How CTM considers the OCF

 The OCF is distinguishable from the method by which CTM considers shelf-life settings in the product master. In the CTM product master, shelf-life settings are narrowly focused only on the location level and do not consider transit times and multi-tier network dependencies. If OCF is left blank, the system defaults to the global setting (which we recommend to be 999 to prevent its being restrictive). As noted in Figure 8, the OCF can be maintained by navigating to the product location master (via transaction code /SAPAPO/MAT1 – Product Master) and selecting the SNP 2 tab (CTM Settings sub-section).

Figure 8

The OCF maintained in the SNP product master

1. It must be short enough to prevent overproduction. Figure 9 illustrates that in a scenario in which multiple possible sources of supply exist (i.e., multiple production lines), it is possible to define an OCF that is too long. This results in the underutilization of capacity on resources that are lower in the priority sequence. It also builds up unnecessary inventory in advance, which will have an adverse balance sheet impact for working capital.
2. It must be long enough to prevent under-fulfillment of demand. If planning book alerts and CTM logs indicate that shortages are resulting from the CTM planning run, then the OCF, to allow for seasonal builds, may need to be increased to allow for more pull-ahead (Figure 10).

Figure 9

An OCF that is too long

Figure 10

An OCF that is too short

Supply planners should assess the above boundaries and arrive at the right answer to generate an optimal plan that minimizes excess inventory while preserving demand fulfillment. Analyzing historical demand and production levels is a good place to start with this analysis. However, short of a full-scale data analysis, our recommendation for practical implementation is to start with a higher value based on the shelf-life properties and BOM structure of the product, then monitor projected inventory and capacity utilization on alternate lines to reduce the value over time to find the optimal setting.

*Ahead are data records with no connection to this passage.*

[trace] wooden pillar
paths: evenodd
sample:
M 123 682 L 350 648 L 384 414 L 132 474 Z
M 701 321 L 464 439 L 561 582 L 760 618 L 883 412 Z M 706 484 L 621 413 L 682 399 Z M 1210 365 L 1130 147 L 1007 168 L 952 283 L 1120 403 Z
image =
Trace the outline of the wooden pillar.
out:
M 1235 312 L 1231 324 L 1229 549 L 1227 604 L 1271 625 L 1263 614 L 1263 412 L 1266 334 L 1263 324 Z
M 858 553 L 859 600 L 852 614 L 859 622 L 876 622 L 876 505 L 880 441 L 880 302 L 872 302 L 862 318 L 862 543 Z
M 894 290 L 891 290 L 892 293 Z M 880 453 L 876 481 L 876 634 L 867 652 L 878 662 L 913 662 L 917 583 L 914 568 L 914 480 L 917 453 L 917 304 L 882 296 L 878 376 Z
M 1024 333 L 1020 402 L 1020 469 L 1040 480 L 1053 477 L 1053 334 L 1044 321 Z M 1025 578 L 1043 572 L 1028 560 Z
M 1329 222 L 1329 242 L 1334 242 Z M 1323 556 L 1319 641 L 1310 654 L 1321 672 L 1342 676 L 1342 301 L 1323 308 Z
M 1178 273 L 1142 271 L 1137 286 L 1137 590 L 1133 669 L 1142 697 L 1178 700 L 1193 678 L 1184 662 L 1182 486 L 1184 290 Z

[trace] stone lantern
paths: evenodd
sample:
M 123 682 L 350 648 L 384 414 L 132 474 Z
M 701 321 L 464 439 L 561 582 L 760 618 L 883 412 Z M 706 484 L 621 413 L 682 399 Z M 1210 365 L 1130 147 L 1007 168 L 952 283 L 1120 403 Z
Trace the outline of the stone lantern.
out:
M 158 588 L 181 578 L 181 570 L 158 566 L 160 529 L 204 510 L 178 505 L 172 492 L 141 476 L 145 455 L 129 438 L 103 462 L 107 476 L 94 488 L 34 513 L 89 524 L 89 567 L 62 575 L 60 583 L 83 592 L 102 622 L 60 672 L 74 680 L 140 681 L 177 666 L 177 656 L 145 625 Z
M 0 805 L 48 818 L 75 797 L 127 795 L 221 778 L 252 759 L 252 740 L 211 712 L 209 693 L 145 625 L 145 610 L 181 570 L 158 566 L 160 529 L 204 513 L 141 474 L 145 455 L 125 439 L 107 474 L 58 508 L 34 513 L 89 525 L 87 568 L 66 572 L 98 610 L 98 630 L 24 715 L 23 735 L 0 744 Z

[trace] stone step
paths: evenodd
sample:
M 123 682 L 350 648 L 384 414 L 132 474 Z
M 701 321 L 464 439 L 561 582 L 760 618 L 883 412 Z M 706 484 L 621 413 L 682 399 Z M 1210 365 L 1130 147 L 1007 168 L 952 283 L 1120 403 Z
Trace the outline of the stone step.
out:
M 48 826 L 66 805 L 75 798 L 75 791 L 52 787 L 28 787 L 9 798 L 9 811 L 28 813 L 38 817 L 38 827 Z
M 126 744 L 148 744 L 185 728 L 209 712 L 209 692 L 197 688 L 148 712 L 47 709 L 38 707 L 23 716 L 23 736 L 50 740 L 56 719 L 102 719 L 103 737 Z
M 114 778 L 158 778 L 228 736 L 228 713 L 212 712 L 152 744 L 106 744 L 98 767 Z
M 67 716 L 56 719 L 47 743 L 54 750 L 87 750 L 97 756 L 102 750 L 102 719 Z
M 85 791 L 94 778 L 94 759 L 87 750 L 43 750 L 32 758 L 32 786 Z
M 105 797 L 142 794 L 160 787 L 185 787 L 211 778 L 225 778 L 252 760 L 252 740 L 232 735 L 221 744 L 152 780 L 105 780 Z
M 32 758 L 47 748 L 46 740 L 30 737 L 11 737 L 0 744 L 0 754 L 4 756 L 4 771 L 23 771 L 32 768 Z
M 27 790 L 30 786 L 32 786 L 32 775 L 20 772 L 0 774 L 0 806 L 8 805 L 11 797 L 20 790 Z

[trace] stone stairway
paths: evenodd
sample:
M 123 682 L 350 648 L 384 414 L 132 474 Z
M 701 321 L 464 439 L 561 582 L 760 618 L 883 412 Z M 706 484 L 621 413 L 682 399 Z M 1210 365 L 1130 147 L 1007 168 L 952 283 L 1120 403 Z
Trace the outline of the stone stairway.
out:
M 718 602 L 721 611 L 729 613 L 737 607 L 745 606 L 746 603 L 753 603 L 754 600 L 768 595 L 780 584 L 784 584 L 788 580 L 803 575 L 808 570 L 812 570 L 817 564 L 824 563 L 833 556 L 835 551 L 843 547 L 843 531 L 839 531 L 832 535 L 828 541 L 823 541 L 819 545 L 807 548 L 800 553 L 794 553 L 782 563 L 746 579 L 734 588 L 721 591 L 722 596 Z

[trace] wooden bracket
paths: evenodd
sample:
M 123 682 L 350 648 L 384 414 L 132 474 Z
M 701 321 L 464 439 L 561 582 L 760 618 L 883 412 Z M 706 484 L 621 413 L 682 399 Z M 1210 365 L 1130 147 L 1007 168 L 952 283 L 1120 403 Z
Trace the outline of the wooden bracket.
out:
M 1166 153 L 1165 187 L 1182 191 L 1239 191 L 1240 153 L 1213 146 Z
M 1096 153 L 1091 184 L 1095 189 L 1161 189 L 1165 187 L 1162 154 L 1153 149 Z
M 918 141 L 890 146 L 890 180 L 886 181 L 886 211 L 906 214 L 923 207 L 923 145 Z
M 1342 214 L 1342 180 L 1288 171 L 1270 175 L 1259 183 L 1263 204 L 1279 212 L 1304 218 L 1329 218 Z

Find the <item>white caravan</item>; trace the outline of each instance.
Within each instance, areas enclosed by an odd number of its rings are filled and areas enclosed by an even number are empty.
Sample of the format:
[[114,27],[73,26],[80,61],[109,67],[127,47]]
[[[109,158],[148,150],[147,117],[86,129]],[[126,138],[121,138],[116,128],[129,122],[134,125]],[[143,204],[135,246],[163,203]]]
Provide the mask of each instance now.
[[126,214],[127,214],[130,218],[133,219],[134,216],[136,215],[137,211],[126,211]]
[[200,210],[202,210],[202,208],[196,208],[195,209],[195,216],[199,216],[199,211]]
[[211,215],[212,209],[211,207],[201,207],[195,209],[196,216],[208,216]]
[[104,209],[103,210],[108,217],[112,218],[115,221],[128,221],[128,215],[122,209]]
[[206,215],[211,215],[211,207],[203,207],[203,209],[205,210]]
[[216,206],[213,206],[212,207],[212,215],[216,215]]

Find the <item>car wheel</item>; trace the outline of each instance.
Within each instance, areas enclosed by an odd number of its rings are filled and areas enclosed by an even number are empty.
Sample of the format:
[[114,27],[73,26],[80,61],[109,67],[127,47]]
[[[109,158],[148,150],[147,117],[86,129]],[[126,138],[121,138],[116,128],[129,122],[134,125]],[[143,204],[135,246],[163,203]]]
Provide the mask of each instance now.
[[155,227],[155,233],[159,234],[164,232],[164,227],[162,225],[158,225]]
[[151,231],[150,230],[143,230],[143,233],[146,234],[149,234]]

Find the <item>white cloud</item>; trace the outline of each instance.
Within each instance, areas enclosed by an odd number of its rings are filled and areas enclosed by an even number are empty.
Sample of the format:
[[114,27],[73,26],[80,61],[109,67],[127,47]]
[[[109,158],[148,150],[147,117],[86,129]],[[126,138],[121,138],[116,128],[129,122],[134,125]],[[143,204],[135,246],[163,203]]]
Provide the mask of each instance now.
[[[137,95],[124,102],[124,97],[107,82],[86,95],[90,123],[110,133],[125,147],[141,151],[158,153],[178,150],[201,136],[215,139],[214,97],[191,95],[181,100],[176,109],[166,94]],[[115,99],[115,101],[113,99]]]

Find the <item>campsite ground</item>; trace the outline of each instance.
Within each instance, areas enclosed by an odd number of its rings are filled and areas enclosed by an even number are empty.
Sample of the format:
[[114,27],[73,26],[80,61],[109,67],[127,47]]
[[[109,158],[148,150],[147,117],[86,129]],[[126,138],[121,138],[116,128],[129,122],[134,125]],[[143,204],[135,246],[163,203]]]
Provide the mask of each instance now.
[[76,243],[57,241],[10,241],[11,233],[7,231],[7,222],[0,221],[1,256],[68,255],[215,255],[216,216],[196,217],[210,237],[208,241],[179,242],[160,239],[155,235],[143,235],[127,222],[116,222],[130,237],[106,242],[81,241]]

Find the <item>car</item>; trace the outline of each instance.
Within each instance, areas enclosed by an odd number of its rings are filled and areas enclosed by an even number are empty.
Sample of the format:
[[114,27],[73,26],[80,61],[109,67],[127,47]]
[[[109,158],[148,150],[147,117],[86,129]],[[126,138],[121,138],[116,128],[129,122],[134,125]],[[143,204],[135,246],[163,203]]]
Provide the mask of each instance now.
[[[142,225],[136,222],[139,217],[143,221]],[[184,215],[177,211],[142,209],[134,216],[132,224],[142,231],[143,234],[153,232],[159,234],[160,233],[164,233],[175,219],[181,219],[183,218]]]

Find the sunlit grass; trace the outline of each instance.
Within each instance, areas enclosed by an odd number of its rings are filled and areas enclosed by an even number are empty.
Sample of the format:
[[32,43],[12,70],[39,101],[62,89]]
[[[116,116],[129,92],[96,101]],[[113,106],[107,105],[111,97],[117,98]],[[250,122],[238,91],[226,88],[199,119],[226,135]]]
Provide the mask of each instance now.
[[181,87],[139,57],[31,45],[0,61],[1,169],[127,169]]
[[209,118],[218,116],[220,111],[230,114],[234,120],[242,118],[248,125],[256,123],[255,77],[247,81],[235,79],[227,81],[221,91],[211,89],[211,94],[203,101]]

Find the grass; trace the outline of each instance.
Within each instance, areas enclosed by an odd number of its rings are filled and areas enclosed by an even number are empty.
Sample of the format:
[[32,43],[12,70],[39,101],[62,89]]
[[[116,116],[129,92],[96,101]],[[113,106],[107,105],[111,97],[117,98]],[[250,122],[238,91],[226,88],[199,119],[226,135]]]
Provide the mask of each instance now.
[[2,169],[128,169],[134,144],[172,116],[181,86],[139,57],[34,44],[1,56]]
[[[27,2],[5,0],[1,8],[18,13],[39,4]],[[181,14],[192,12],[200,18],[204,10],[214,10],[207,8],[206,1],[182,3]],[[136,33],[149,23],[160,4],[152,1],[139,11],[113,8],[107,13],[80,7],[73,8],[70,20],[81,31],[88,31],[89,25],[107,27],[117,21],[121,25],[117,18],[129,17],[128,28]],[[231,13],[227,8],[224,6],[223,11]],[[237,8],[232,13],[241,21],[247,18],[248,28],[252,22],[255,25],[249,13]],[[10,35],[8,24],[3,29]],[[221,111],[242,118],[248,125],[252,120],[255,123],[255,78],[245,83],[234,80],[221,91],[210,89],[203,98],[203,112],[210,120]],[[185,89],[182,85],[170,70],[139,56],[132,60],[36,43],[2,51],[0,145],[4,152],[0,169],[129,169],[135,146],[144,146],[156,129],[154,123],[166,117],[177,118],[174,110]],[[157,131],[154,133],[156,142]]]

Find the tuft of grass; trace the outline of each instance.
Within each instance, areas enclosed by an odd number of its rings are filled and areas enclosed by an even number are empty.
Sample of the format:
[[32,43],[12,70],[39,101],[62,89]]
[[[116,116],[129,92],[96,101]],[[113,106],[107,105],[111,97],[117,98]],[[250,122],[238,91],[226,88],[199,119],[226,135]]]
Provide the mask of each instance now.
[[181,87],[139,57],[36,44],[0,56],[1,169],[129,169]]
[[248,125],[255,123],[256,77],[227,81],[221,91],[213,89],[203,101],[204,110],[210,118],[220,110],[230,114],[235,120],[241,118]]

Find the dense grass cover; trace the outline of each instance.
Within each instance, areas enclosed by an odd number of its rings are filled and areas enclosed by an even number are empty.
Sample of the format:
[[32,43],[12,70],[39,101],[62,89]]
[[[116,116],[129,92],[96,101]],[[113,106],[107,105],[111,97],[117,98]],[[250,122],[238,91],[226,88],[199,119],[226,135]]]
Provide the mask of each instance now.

The following master data and CTM settings are also relevant to facilitating a planning run for seasonal pre-builds:

• Navigation to the ECC Material Master: Transaction code MM01/02/03, Plant Data / Stor. 1 Tab
• Navigation to the SAP APO Product Master: Transaction code /SAPAPO/MAT1, Properties Tab

• Navigation to the CTM Profile: Transaction code /SAPAPO/CTM, Pegging Type setting
• Navigation to the SAP APO Product Master: Transaction code /SAPAPO/MAT1, Demand Tab, Pegging subsection

• Navigation to APO Resource Master: Transaction /SAPAPO/RES01, Capacity Profile

As we have discussed throughout this analysis, the emerging prevalence of CTM across the process industries results in the need to carefully analyze requirements and desired outcomes at a low level of detail. The best implementation practices for a supply planning solution focus not only on designing a system that meets the business requirements but also – given the complexities of the planning processes in SAP – focusing on deriving what those requirements should be.

When companies can trust a planning engine to generate an output that reliably prevents overproduction while satisfying future customer forecasts, then user adoption of the system is maximized and manual correction errors are minimized. Once the tactical and focused topics of weekly capacity planning, demand prioritization, and seasonal pre-builds are examined through the lens of planning in CTM, they are essential to preserving and maximizing the business benefits – both income statement and balance sheet – associated with a supply chain transformation.